"I am very sure that I do," said Lily.

At this time Lily had her breakfast upstairs, but went down into the drawing-room in the course of the morning.

"You must be very careful in wrapping yourself as you go downstairs," said Bell, who stood by the tray on which she had brought up the toast and tea. "The cold is what you would call awful."

"I should call it jolly," said Lily, "if I could get up and go out. Do you remember lecturing me about talking slang the day that he first came?"

"Did I, my pet?"

"Don't you remember, when I called him a swell? Ah, dear! so he was. That was the mistake, and it was all my own fault, as I had seen it from the first."

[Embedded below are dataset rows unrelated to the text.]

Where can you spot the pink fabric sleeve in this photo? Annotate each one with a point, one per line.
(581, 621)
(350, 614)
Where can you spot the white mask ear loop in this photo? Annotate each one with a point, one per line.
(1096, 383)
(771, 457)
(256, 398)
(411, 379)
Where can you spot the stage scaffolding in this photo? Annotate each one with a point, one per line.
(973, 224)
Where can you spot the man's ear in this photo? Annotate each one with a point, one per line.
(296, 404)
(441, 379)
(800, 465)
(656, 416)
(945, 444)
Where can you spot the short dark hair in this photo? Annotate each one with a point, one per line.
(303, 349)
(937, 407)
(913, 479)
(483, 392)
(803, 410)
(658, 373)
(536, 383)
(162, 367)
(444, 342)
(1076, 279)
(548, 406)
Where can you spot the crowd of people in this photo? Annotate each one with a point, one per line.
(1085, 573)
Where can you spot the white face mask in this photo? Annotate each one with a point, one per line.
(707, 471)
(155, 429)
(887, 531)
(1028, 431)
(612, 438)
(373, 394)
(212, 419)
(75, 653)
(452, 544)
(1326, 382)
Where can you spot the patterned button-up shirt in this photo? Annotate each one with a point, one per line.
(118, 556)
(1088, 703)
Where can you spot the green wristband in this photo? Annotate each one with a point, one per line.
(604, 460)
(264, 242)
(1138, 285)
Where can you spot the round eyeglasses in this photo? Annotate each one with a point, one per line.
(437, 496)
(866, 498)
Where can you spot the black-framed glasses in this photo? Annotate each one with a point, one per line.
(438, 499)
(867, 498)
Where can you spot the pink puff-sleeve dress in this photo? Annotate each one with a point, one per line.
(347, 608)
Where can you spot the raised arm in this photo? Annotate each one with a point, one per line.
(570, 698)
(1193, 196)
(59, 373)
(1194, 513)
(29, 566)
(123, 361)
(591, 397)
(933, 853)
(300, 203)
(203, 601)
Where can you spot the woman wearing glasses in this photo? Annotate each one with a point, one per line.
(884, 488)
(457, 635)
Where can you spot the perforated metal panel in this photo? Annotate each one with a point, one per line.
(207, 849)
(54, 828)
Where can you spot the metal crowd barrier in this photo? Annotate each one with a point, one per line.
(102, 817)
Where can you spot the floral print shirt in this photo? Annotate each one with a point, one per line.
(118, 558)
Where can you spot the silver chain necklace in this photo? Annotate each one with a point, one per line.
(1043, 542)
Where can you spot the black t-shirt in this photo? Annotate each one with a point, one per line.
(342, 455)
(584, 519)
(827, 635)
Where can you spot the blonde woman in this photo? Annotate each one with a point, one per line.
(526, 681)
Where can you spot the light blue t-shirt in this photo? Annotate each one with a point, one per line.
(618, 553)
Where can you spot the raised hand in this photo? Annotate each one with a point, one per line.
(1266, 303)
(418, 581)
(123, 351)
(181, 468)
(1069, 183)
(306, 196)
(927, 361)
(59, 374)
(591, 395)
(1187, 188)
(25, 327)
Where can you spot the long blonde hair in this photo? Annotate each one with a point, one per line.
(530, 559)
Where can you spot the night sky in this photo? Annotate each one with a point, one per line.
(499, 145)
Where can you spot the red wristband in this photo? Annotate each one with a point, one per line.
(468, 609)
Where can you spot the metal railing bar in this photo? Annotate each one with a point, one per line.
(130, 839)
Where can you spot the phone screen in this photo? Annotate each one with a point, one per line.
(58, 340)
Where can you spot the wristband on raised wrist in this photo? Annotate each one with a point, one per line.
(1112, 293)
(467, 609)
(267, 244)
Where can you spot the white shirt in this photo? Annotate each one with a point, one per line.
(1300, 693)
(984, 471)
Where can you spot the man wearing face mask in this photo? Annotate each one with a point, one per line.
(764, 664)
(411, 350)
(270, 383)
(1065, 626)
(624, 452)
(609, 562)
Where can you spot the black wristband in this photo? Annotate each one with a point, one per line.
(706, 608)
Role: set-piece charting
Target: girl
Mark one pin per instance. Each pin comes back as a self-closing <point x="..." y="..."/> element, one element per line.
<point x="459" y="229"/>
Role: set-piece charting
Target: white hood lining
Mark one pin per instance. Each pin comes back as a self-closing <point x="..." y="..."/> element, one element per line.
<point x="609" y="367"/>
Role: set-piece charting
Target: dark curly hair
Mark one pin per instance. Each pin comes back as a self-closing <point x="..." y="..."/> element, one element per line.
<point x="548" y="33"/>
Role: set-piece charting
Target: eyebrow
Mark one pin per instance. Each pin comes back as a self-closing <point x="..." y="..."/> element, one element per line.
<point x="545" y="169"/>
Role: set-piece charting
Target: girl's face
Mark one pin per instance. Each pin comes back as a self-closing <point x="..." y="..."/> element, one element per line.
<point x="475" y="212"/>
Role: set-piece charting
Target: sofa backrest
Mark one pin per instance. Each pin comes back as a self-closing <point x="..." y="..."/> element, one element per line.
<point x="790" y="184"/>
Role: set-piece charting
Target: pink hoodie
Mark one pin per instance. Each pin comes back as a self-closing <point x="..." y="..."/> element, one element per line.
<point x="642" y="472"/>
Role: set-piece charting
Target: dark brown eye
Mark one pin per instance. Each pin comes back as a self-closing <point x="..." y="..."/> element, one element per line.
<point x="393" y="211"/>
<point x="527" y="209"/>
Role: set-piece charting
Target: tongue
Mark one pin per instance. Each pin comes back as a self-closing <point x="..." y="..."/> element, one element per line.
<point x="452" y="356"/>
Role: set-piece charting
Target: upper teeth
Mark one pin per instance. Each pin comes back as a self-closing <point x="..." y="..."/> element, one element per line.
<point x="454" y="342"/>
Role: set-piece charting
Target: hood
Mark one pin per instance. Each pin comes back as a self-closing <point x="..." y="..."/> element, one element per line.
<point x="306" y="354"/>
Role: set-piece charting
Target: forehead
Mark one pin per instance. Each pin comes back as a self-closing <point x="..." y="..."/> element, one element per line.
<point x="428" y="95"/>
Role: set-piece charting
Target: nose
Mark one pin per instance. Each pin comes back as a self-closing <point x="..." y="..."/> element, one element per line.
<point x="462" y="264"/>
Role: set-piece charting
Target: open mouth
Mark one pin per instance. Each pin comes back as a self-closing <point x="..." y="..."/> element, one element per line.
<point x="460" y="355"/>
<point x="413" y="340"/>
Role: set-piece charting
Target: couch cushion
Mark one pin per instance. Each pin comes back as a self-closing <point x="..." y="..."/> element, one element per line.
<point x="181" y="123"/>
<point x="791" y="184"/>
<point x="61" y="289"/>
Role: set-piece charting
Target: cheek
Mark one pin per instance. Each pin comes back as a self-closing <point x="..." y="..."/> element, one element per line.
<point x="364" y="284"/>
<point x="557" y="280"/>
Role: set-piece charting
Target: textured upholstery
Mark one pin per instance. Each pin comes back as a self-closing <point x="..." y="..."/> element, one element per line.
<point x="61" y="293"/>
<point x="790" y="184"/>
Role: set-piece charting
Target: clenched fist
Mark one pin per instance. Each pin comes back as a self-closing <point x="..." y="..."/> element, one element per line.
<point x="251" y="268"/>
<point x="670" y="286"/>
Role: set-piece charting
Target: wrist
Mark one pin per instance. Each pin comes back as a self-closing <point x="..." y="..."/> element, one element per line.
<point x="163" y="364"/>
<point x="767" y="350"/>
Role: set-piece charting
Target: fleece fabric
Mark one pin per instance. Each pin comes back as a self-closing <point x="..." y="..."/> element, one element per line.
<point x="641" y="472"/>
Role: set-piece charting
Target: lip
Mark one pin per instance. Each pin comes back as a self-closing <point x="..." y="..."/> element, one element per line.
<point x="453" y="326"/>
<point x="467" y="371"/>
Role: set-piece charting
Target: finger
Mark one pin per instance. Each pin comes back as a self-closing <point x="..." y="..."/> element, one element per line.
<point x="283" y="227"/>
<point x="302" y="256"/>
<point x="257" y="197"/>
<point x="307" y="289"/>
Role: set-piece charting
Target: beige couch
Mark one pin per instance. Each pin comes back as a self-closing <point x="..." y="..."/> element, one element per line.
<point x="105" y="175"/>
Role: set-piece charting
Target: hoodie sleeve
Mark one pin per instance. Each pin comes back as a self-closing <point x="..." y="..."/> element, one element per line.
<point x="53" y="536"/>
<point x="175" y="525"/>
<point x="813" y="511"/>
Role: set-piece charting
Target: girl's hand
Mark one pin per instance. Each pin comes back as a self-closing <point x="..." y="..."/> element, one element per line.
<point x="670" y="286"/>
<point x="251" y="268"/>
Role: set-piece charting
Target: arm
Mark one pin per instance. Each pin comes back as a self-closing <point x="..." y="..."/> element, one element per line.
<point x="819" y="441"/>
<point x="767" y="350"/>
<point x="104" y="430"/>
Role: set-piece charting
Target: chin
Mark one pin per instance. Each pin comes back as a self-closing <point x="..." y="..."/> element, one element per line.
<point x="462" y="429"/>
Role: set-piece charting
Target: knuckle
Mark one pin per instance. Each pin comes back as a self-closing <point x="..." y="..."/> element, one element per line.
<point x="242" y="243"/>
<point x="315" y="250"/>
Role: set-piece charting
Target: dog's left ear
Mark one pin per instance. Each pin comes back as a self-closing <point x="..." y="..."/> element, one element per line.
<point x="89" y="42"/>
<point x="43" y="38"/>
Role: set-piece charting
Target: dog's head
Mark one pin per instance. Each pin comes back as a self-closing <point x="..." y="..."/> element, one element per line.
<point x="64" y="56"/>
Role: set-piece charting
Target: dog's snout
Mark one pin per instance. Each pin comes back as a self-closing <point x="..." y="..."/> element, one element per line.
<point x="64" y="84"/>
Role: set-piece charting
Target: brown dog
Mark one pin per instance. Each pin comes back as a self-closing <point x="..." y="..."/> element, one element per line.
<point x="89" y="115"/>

Bell for a moment turned her face away, and beat with her foot against the ground. Her anger was more difficult of restraint than was even her mother's,—and now, not restraining it, but wishing to hide it, she gave it vent in this way.

"I understand, Bell. I know what your foot means when it goes in that way; and you shan't do it. Come here, Bell, and let me teach you Christianity. I'm a fine sort of teacher, am I not? And I did not quite mean that."

"I wish I could learn it from some one," said Bell. "There are circumstances in which what we call Christianity seems to me to be hardly possible."

"When your foot goes in that way it is a very unchristian foot, and you ought to keep it still. It means anger against him, because he discovered before it was too late that he would not be happy,—that is, that he and I would not be happy together if we were married."